L'Association canadienne des détenteurs de polices d'assurance-vie est un groupe de coordination qui a été mis sur pied après la création, l'an dernier, de la London Life Policyholders Association. Nous sommes une association nationale regroupant des personnes qui croient avoir des réclamations recevables contre des assureurs qui nous auraient trompés d'une manière ou d'une autre au moment de l'achat d'une police d'assurance-vie ou du remplacement d'une telle assurance par une autre police.

• 1610

Actuellement, nos membres sont des détenteurs de polices d'assurance de 37 compagnies d'assurances vendant au Canada.

L'association partage de l'information avec d'autres associations de détenteurs de polices d'assurance—dans la région de l'Atlantique, l'Atlantic Life Policy Holders Association, soit l'ALPHA, et à Calgary, à Winnipeg et à Montréal. Cette association a le mandat de conclure pour tous les membres des règlements justes et équitables avec leurs assureurs.

Aujourd'hui, en tant que consommateurs, notre mission est non seulement de formuler au comité permanent des finances nos plaintes relatives à l'industrie de l'assurance-vie au Canada, mais également de proposer des solutions à long terme qui sont tout aussi importantes.

Les membres de l'association et d'autres détenteurs canadiens de polices d'assurance-vie ont besoin d'un système de réglementation canadien qui garantirait aux consommateurs un traitement éthique et compétent de la part de l'industrie de l'assurance-vie.

Notre mémoire se divisera en trois parties. Je présenterai la partie I, «La Crise». M. Davies présentera la partie II et la partie III sera exposée par Mme June Davies.

Tout d'abord, il y a les plaintes des consommateurs à l'égard de l'industrie de l'assurance-vie au Canada.

Premièrement, on ne fournit pas au consommateur un exemple de police ou de contrat d'assurance au point de vente afin de comparer le libellé de la police avec l'exposé des avantages de l'agent.

Deuxièmement, la proposition d'assurance, fournissant peu de renseignements sur le contrat d'assurance, est remplie par l'agent d'assurance et signée par le consommateur. L'agent ne laisse pas de copie au consommateur afin qu'il l'examine ou compare l'assurance-vie qu'il a accepté d'acheter. L'agent, par conséquent, pourrait faire des ajouts ou apporter des changements à la proposition d'assurance. Nous avons la preuve que cette situation s'est en fait produite.

Troisièmement, la substitution et la multiplication des polices d'assurance existantes sont profitables pour les agents d'assurances et l'assureur mais entraînent des conséquences néfastes pour le consommateur.

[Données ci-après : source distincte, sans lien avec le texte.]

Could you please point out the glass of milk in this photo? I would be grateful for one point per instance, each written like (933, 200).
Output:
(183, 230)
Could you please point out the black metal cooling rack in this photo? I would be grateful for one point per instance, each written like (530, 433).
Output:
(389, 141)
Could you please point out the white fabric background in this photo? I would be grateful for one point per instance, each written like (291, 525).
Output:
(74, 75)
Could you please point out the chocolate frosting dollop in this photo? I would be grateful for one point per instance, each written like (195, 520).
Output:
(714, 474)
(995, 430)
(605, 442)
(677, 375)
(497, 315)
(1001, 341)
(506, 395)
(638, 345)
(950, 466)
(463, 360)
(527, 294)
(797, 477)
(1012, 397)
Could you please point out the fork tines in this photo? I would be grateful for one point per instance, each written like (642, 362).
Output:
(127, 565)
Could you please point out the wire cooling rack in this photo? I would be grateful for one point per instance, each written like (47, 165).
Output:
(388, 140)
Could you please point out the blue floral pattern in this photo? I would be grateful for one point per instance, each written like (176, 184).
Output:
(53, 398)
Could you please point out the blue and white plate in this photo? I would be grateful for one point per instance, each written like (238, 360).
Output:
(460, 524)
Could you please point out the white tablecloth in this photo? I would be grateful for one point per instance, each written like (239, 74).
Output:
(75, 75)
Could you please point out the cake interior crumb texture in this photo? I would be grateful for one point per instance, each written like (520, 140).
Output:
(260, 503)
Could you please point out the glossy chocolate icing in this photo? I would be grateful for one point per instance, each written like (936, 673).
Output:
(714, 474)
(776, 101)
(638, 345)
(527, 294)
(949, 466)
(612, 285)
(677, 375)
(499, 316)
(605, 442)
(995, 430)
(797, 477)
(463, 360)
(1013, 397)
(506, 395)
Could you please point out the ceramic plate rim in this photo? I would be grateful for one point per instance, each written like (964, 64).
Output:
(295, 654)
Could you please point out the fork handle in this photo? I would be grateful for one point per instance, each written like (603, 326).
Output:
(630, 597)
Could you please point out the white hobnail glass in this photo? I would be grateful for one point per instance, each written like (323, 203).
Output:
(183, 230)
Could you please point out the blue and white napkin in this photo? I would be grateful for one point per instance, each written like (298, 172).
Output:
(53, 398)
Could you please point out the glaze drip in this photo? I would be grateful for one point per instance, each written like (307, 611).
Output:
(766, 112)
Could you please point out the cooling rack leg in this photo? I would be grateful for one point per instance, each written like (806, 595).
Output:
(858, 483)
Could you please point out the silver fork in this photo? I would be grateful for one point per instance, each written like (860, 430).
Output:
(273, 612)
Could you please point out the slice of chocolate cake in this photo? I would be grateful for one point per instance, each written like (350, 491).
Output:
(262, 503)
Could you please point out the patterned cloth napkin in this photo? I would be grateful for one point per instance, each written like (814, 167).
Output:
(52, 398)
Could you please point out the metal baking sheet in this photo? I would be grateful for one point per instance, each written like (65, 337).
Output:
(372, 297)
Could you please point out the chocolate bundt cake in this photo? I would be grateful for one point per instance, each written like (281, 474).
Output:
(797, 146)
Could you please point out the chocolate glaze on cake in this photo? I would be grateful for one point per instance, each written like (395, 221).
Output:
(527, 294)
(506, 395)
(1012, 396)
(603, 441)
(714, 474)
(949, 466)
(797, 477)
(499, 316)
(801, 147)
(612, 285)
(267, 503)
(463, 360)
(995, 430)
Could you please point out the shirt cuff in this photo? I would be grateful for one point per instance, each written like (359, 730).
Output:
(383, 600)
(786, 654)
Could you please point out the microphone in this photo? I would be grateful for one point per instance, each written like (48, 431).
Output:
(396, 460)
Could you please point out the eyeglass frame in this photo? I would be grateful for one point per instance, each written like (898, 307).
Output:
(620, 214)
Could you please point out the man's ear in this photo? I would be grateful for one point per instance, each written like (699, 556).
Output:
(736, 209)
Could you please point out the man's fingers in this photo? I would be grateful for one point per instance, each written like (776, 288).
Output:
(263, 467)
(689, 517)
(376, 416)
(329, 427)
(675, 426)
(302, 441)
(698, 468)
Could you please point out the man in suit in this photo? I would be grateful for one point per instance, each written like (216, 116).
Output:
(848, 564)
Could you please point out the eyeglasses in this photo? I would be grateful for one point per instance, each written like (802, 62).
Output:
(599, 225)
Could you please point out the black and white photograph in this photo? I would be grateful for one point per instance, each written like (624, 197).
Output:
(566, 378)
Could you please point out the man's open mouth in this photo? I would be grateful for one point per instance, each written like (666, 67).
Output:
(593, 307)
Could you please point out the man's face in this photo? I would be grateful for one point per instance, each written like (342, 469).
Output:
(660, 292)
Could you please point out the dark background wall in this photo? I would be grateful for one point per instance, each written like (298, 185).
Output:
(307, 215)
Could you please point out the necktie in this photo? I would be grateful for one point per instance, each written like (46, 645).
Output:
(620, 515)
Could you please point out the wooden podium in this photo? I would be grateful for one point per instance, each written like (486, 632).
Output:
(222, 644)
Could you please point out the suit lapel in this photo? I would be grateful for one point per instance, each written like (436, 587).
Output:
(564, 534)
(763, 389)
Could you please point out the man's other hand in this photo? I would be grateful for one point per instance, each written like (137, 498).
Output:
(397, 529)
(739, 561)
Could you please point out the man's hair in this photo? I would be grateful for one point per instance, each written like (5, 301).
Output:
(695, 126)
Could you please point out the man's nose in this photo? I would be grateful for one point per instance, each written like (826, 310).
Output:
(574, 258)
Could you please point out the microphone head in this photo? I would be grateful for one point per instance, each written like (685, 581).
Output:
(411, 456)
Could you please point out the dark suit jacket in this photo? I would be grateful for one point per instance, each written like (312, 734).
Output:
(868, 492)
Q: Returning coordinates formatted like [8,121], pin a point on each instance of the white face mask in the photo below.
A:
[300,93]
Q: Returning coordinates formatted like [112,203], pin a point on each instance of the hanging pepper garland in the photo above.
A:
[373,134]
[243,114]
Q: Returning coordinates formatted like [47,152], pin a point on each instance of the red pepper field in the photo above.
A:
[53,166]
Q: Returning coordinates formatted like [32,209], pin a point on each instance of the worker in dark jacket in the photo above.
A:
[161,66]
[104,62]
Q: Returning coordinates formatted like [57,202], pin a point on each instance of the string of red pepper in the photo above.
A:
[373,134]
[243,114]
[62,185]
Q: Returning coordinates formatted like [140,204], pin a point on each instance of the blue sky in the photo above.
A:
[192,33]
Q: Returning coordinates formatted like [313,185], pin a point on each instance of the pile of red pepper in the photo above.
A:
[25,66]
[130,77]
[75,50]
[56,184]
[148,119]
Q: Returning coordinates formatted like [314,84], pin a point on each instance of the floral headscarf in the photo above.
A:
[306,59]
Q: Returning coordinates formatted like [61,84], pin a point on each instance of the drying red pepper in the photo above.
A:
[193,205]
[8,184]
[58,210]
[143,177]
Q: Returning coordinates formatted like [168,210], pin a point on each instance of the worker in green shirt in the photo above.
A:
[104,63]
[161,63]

Quatrièmement, le manque d'information fournie au point de vente et pendant toute la durée du contrat trahit la confiance du consommateur.

Cinquièmement, la complexité du libellé des polices d'assurance permet aux administrateurs de la compagnie d'avoir le contrôle total de la vente et favorise le changement unilatéral de règles pendant la durée du contrat, sans avertir le détenteur de la police.

Sixièmement, on extorque systématiquement des primes supplémentaires à des personnes âgées et à des titulaires de polices peu méfiants en leur disant qu'ils vont perdre leurs polices.

Septièmement, les compagnies enregistrent des prêts automatiques pour le montant total des primes plus intérêt sur la valeur de rachat du détenteur de la police.

Huitièmement, les compagnies exigent des tarifs différents par tranche de 1 000 $ pour la prestation de décès dans un même contrat d'assurance pour le même assuré dont les probabilités de décès sont les mêmes, et le détenteur de la police a de la difficulté à s'en rendre compte.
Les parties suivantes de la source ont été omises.